La Russie et la Corée du Nord, qui considèrent les Etats-Unis comme un ennemi existentiel, se sont considérablement rapprochées depuis que Vladimir Poutine s'est lancé à l'assaut de l'Ukraine en février 2022, les deux pays ayant conclu notamment un accord de défense mutuelle lors de la visite en juin du président russe à Pyongyang.
Le pouvoir nord-coréen est suspecté depuis de longs mois de fournir des obus en grande quantité à la Russie ainsi que des centaines de missiles. Désormais, selon Washington, le Nord fournit aussi des milliers de soldats pour combattre en Ukraine au côté des forces russes.

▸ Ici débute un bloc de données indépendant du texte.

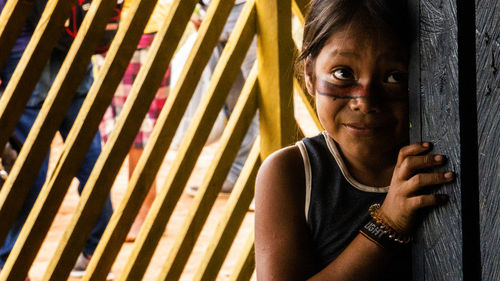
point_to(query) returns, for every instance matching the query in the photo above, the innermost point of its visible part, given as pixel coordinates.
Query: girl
(342, 205)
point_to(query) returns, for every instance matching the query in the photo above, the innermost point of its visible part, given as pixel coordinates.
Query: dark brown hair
(326, 17)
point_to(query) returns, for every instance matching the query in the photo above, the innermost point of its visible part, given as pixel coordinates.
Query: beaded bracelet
(381, 233)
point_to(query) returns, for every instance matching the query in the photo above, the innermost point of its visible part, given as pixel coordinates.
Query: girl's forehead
(355, 39)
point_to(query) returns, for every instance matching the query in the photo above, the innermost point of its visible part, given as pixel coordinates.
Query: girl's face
(359, 79)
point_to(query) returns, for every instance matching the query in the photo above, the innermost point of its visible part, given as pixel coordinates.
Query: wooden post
(488, 109)
(454, 104)
(275, 60)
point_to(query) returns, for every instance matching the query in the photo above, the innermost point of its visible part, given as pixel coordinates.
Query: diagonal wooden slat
(25, 77)
(167, 125)
(207, 193)
(28, 71)
(299, 8)
(87, 123)
(246, 263)
(48, 121)
(12, 20)
(120, 141)
(227, 229)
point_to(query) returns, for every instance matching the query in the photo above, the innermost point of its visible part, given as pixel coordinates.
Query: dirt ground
(68, 207)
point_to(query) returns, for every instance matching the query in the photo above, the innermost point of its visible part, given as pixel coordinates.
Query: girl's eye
(343, 74)
(397, 77)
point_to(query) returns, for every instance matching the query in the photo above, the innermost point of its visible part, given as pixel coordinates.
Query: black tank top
(337, 205)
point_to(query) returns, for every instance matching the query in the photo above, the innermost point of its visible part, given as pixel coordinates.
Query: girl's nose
(364, 104)
(368, 100)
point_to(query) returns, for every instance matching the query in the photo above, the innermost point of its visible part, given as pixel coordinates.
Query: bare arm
(281, 238)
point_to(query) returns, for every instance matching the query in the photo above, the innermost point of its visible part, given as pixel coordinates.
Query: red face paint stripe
(355, 91)
(339, 91)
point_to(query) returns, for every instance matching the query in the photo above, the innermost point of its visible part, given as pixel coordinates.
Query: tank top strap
(307, 171)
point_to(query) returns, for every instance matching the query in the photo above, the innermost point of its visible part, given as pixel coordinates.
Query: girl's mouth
(361, 129)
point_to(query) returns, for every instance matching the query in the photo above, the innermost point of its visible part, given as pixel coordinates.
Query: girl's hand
(409, 188)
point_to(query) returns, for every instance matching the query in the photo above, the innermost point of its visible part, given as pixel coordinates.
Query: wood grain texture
(12, 20)
(438, 245)
(168, 122)
(229, 224)
(15, 98)
(275, 58)
(229, 143)
(488, 108)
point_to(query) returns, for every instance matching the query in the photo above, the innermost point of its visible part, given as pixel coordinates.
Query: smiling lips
(362, 129)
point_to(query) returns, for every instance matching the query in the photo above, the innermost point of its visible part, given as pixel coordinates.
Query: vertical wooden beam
(275, 60)
(488, 108)
(444, 110)
(434, 115)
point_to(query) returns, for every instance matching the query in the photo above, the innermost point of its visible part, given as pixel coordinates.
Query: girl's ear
(309, 76)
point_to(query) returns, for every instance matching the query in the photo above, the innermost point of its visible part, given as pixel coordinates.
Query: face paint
(352, 91)
(328, 89)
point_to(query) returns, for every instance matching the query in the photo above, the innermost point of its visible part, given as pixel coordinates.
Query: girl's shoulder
(281, 179)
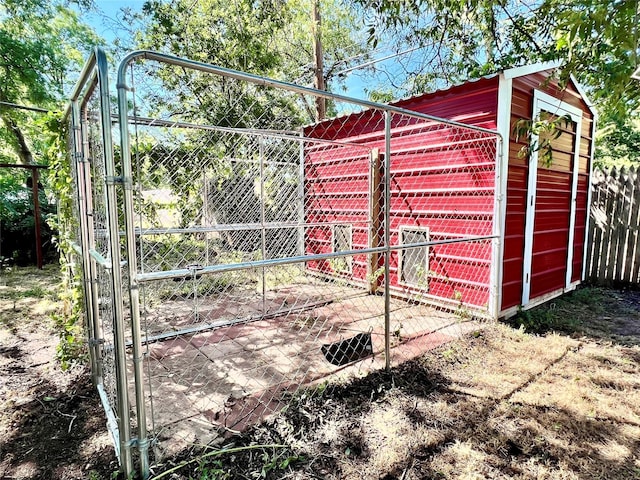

La Corée du Sud, une importante exportatrice d'armes, a fait savoir qu'elle étudiait la possibilité d'envoyer de l'armement directement à l'Ukraine en guise de réponse, ce à quoi elle s'opposait jusqu'à présent en raison d'une politique nationale de longue date qui l'empêchait de fournir des armes à des pays engagés dans des conflits actifs.
La Corée du Nord n'a pas confirmé ou infirmé la présence de troupes en Russie, mais dans le premier commentaire publié dans les médias d'Etat fin octobre, son vice-ministre des Affaires étrangères a déclaré que si un tel déploiement devait avoir lieu, il serait conforme au droit international.